Barbara Fawkes was chief education officer and examiner for the General Nursing Council for England and Wales; principal tutor sister at the Middlesex Hospital, London; and president of the International Council of Nurses. Granted a fellowship by the Red Cross to study in America, Fawkes obtained a BSc in Nursing at Columbia University. Sponsored by the Florence Nightingale Foundation she toured Australia and New Zealand in 1953 studying Australia’s hospitals and nurse training methods. She was made a Fellow of the New South Wales College of Nursing and a Life Governor of the Royal Melbourne Hospital in 1984. She received an OBE for her services to nursing. Fawkes visited Australia on many occasions and lived in Melbourne in her retirement in the 1980s, while continuing to serve on medical boards and participate in conferences.

Organisation
The Lady Musgrave Lodge Committee
(1885 – )

Philanthropic organisation

The Lady Musgrave Lodge Committee was the initiative of a group of Brisbane women who felt that there was a need to provide a good home for working women and girls in Brisbane.
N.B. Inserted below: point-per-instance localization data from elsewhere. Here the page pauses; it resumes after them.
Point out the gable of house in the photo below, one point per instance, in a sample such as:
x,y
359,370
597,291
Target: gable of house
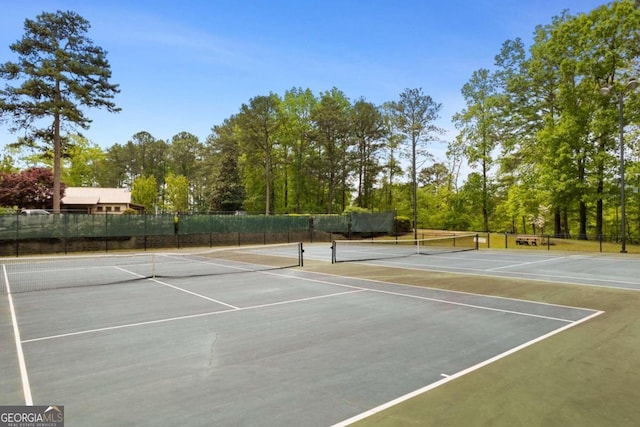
x,y
97,200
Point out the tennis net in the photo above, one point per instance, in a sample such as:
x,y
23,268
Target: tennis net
x,y
44,273
372,249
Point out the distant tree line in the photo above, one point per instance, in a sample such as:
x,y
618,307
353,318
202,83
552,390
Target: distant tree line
x,y
540,138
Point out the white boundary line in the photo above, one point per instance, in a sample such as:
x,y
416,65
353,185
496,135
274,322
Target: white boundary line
x,y
545,278
459,374
190,316
405,285
28,399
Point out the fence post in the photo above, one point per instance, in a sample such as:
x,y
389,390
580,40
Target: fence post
x,y
17,233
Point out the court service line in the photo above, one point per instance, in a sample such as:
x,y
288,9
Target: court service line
x,y
179,288
539,277
439,300
28,399
520,264
459,374
186,317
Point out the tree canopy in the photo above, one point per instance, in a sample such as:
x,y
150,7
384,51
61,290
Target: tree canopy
x,y
59,72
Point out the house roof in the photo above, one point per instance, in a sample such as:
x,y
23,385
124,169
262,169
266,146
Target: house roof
x,y
94,196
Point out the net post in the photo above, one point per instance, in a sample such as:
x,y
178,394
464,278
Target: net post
x,y
333,252
300,255
153,265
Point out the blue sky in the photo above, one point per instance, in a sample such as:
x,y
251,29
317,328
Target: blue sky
x,y
187,65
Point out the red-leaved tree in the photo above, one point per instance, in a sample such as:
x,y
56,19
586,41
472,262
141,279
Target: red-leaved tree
x,y
30,188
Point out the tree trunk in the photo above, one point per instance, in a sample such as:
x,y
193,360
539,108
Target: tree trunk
x,y
583,221
57,155
557,223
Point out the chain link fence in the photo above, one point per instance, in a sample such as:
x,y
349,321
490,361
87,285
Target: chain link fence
x,y
48,233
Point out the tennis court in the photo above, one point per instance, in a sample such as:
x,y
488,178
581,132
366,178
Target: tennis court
x,y
182,340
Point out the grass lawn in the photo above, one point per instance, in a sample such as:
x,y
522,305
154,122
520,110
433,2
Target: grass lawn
x,y
588,375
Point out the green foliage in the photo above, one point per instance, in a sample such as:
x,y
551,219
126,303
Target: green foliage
x,y
59,73
177,193
144,192
403,224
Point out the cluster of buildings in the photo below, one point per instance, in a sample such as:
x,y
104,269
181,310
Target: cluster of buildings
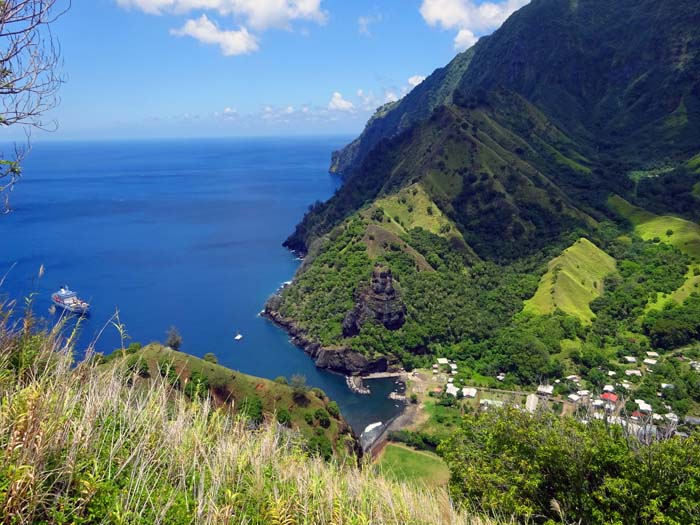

The committee raised and administered funding to support the lodge where respectable young women could ‘take rest or board while waiting a new situation.’ Primarily designed to be a first port of call for young emigrant women arriving in the colony, it was also a place to stay for local working women and girls between jobs. It was named for its first patron, Queensland Governor’s wife, Lady Lucinda Musgrave.

Organisation
The National Woman’s Christian Temperance Union of Australia
(1891 – )

Lobby group, Religious organisation, Women's Rights Organisation

The Woman’s Christian Temperance Union of Australasia (later renamed the National Women’s Christian Temperance Union of Australia) was formed in May 1891 at a meeting held in Melbourne for the purpose of federating the existing Colonial Unions. This was probably the first interstate gathering of women’s organisations held in Australia and the Union was the first national women’s organization in the country. The first branch of the Woman’s Christian Temperance Union (WCTU) had been formed in Sydney in 1885. Although the primary objective of the organisation in Australia, and worldwide, is the prohibition of, and/or individual abstinence from, alcohol, the Union has been involved in a broad range of social and political reform activities. It was particularly active in the campaign for women’s suffrage in Australia from the 1880s, and the National Union included a Suffrage Department from its inception. The National Union functions as a coordinating body for the various State Unions, and sends representatives to international gatherings of the World’s Woman Christian Temperance Union.